Si rammenta che ai sensi del comma 14 dell’articolo 9-bis D.L. 50/2017, convertito con modificazioni dalla L. 21 giugno 2017, n. 96, “L’Agenzia delle entrate e il Corpo della guardia di finanza, nel definire specifiche strategie di controllo basate su analisi del rischio di evasione fiscale, tengono conto del livello di affidabilita’ fiscale dei contribuenti derivante dall’applicazione degli indici nonche’ delle informazioni presenti nell’apposita sezione dell’anagrafe tributaria di cui all’articolo 7, sesto comma, del decreto del Presidente della Repubblica 29 settembre 1973, n. 605.”
Pertanto l’amministrazione finanziaria, come da indicazioni fornite con la circolare n. 20/E del 9 settembre 2019, terrà conto del livello di affidabilità minore o uguale a 6 mentre per i casi in cui il punteggio sarà compreso tra 6 e 7,99 non comporta, di per sé (ossia sulla base degli elementi di rischio “insiti” nella valutazione di affidabilità fiscale operata dall’ISA), l’attivazione di attività di controllo.

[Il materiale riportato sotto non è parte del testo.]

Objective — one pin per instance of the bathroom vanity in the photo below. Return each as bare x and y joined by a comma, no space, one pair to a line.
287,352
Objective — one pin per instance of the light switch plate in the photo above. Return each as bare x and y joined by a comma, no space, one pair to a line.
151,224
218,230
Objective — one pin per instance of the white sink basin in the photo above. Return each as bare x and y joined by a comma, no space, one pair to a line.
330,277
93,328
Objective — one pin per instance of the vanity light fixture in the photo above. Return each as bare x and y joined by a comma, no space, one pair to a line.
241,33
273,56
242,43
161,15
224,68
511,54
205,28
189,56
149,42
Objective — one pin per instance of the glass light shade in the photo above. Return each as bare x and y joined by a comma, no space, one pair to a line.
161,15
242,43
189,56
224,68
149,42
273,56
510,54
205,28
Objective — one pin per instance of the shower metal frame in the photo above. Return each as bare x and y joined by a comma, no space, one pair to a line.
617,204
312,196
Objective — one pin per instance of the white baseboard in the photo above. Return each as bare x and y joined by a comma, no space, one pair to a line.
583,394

Come previsto dalla circolare n. 17/E del 2 agosto 2019 è possibile fornire elementi esplicativi compilando le apposite «note aggiuntive» degli ISA al fine di consentire all’Agenzia delle Entrate di poter procedere ad un’analisi della posizione del contribuente con elementi utili a giustificare i rischi insiti. La circolare in commento evidenzia al paragrafo 1.9 che “L’affidabilità fiscale del contribuente, definita attraverso l’applicazione degli ISA, rappresenta, oltre che un mezzo per riconoscere benefici ai più virtuosi, anche uno strumento per individuare le posizioni più a rischio per la successiva fase dei controlli”.

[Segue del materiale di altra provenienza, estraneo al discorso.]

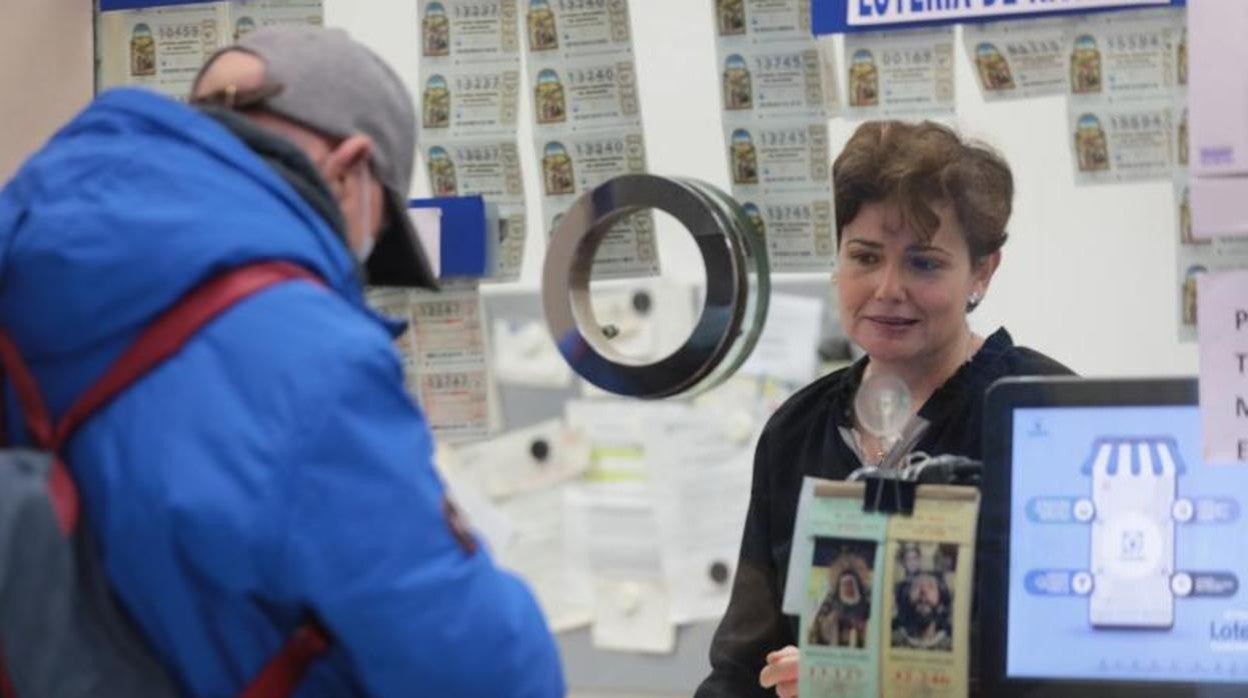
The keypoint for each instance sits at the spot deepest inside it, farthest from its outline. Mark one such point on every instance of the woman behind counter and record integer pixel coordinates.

Le circolari n. 17/E del 2 agosto 2019 e la n. 20/E del 9 settembre 2019 hanno confermato che le strategie di controllo terranno conto del punteggio di affidabilità (o meglio di inaffidabilità) derivante dall’applicazione degli ISA. Nelle circolari sopra richiamate è stato posto l’accento sull’utilizzo delle risultanze dell’anagrafe dei conti correnti. I dati dell’anagrafe dei rapporti bancari saranno utilizzati anche per i c.d. risparmiometro o bancometro.

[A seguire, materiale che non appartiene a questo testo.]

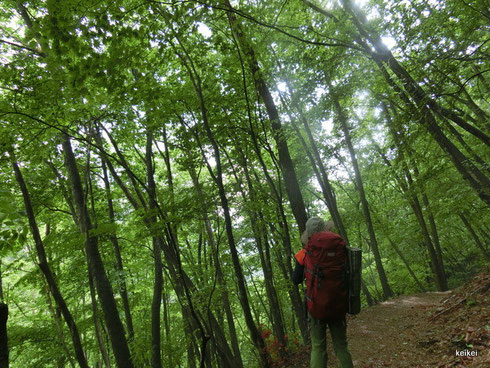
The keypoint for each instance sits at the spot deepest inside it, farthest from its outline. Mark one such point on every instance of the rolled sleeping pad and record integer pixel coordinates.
(354, 256)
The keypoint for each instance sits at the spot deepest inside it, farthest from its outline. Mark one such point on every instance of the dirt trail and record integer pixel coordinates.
(388, 335)
(419, 331)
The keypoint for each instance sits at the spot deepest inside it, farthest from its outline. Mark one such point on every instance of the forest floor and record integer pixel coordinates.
(420, 330)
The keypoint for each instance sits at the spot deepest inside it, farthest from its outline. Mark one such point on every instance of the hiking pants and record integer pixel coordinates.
(318, 333)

Gli accertamenti fondati su tali strumenti (dati bancari) sono caratterizzati dalla presunzione legale relativa.
La modifica degli ISA precompilati
L’Agenzia delle Entrate, nel corso degli incontri, ha precisato che nei casi di criticità evidenziate dagli indicatori di anomalia, i contribuenti possono procedere alla modifica dei dati precalcolati dopo averli verificati e procedere a calcolare un’altra volta il proprio Isa.
Non tutte le variabili precalcolate sono modificabili.
Tra le variabili non modificabili sono compresi i coefficienti individuali per la stima dei ricavi/compensi. Nei casi in cui le variabili non sono modificabili il contribuente può utilizzare il campo delle note aggiuntive per fornire elementi tali da spiegare i disallineamenti.
Come chiarito dall’Amministrazione finanziaria qualora il calcolo degli ISA sia effettuato senza modifiche dei dati precompilati la stessa non potrà procedere ad eventuali contestazioni relative ai valori delle variabili precalcolate fornite e non modificate.